A museum at National Centre for Biological Sciences (NCBS) in Bengaluru has started to put together a collection of bees from across India, particularly biodiversity hotspots such as Western Ghats and North-east India.
According to NCBS, whose scientists are part of a global collaboration to chart a road-map to take Asian bee research forward, “The lack of knowledge about where and how bee species live, and even more foundationally, an inability to identify different species is the biggest impediment to the conservation of Asian bees. This is the case in India too, where very little is known about the species’ diversity, population trends and the behavioural traits of native bee species.”
In order to fill up this lacuna, the museum has started to put together a collection of bees.
H.M. Yeshwanth, in charge of museum and collections, said, “We have specimens from all the different honey bee species, including the giant honey bees Apis dorsata, Apis laboriosa, Apis binghami and Apis breviligula. Of the four, A. laboriosa is particularly a spectacular species, in large part because it usually nests on inaccessible cliff crevices in the Himalayas.”
In addition to honey bees, they also have a unique collection of 1,200 bumble bee specimens belonging to 24 different species from North-East India, collected by NCBS scientist Axel Brockmann and his collaborators from Germany, and the Rajiv Gandhi University in Arunachal Pradesh.
Climate controlled facility
The facility is climate controlled and is one of its kind in India. It is a national repository of dry and wet specimen collections. It also provides taxonomic expertise to help identify and classify species.

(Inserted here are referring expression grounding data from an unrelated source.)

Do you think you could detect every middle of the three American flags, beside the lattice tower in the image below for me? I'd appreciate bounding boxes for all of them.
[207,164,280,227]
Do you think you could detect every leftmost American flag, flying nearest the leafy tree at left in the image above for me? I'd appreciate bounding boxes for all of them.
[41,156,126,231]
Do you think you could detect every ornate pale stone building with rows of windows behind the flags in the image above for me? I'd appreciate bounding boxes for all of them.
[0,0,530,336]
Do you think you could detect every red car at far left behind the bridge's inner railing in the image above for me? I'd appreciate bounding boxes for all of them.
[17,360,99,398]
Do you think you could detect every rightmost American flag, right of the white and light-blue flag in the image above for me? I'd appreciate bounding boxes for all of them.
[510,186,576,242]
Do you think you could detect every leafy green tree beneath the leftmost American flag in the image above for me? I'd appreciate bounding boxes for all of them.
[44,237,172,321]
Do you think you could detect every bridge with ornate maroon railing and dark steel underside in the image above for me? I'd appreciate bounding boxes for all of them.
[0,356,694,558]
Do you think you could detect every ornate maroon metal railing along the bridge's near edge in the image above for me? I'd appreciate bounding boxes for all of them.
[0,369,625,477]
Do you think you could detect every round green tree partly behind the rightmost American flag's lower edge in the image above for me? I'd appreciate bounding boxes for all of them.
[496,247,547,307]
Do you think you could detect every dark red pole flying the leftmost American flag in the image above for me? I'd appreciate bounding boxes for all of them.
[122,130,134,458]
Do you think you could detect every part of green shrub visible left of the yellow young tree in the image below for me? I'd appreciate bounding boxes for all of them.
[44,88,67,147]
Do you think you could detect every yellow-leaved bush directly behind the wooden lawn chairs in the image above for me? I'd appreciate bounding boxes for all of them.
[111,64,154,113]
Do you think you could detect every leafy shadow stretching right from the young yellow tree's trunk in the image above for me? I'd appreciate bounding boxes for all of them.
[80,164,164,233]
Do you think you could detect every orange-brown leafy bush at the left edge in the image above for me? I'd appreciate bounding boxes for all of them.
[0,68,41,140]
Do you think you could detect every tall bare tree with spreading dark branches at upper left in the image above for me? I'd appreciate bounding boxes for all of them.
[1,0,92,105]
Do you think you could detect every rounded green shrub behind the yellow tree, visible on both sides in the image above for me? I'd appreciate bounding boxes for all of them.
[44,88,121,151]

In addition to the museum, 74 authors, including three NCBS scientists living and working in 13 Asian countries and beyond, have come together to chart a roadmap for Asian bee research.
Their research paper — titled Opportunities and challenges in Asian bee research and conservation — recommends more resources be put into building basic knowledge of bee biodiversity in India and Asia.

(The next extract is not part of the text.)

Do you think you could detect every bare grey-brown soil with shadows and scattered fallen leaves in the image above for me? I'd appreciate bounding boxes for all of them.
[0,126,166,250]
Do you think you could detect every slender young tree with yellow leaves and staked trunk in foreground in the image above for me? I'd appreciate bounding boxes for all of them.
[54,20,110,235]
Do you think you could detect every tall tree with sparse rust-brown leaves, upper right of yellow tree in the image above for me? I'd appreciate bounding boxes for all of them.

Ecological studies advocated
Alongside building upon these efforts, they also advocate carrying out ecological studies at both national and regional levels, to better understand how pollinator communities and their ecosystem services can be maintained.
According to NCBS, Asia hosts 15% of the world’s bee species, but only 1% of the global public data on bee distribution represents the region. Bees pollinate nearly 35% of our food crops, thus providing essential ecosystem services that are crucial for our food security. With over half the world’s human population residing in Asia, achieving food security in the region is a major challenge, especially as contemporary habitat loss and global climate change continue at an unprecedented rate.